Wednesday, October 15, 2008

Today I feel Old

Colleague 1: "I'll be in late today as Baby X has her 6 month checkup."
Colleague 2: "I'll be in late today as we have our first ultrasound."
Me: "I'll be in late as I need to pick-up some Celine Dion tickets."

Yikes.

Economic Collapse or Financial Panic?

A good dose of perspective from one of my favorites authors - TMQ!

"Economic problems are likely to be with us for awhile, but also likely to be resolved -- the 1987 panic and the 1997 Asian currency collapse both were repaired more quickly than predicted, with much less harm than forecast. Want to worry? Worry about the fact that the United States is borrowing, mainly from foreign investors and China, the money being used to fix our banks.
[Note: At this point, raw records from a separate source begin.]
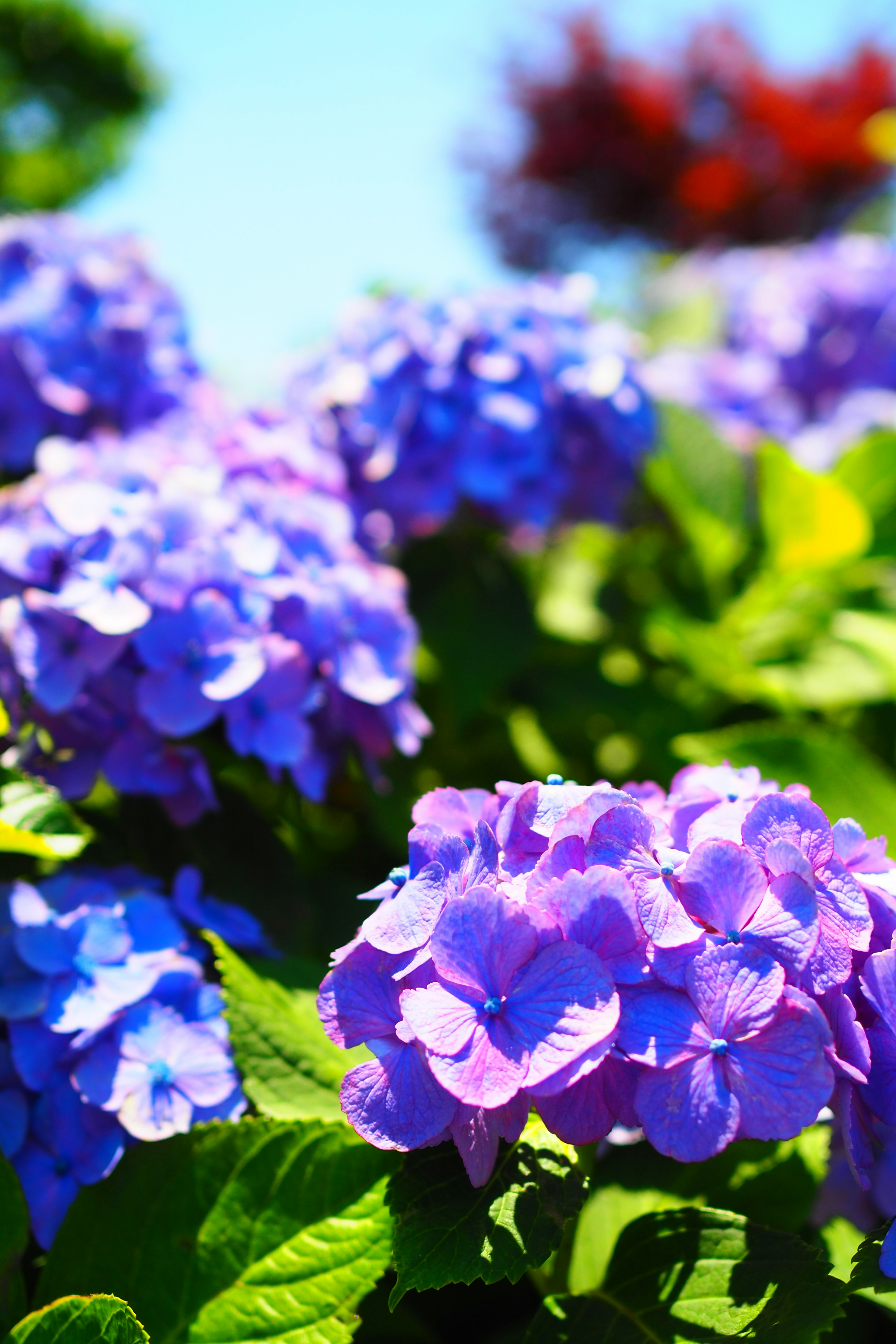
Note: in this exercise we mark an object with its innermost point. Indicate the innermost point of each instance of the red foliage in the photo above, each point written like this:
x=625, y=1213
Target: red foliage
x=715, y=148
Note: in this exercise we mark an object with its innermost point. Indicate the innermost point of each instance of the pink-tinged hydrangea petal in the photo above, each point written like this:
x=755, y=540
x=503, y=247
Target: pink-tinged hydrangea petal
x=662, y=1029
x=882, y=1080
x=359, y=999
x=782, y=857
x=409, y=918
x=490, y=1070
x=483, y=868
x=781, y=1076
x=581, y=1113
x=562, y=1006
x=664, y=918
x=565, y=857
x=879, y=984
x=850, y=1053
x=481, y=940
x=394, y=1101
x=781, y=816
x=476, y=1134
x=786, y=924
x=580, y=819
x=735, y=990
x=722, y=886
x=597, y=909
x=722, y=822
x=688, y=1112
x=442, y=1018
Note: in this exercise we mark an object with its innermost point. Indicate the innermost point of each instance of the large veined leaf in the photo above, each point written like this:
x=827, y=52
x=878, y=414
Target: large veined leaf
x=449, y=1233
x=291, y=1069
x=846, y=780
x=14, y=1240
x=694, y=1276
x=774, y=1183
x=35, y=820
x=264, y=1230
x=811, y=522
x=81, y=1320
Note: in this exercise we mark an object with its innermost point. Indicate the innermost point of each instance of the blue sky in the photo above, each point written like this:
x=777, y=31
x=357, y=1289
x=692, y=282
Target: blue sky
x=310, y=147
The worse the national debt becomes -- $11 trillion now, and increasing owing to Washington giveaways -- the more the economy will soften over the long term. It's long-term borrowing, not short-term Wall Street mood swings, that ought to worry us, because the point may be reached where we can no longer solve problems by borrowing our way out. TMQ's former Brookings Institution colleague Peter Orszag, now director of the Congressional Budget Office, was on "Newshour" last week talking about the panic. Orszag is a wicked-smart economist -- for instance, he is careful to say pension holdings have declined, not been lost like most pundits are saying, as if there were no difference between decline and loss! The below exchange occurred with host Jeffrey Brown. Remember these words:

PETER ORSZAG: One thing we need to remember is we're lucky that we have the maneuvering room now to issue lots of additional Treasury securities and intervene aggressively to address this crisis.

JEFFREY BROWN: Wait a minute. Explain that. Lucky in what sense?

PETER ORSZAG: That people are still willing to lend to us. If in 20 or 30 years we continue on the same path, with rising health-care costs and rising budget deficits, we would reach a point where we wouldn't have that ability."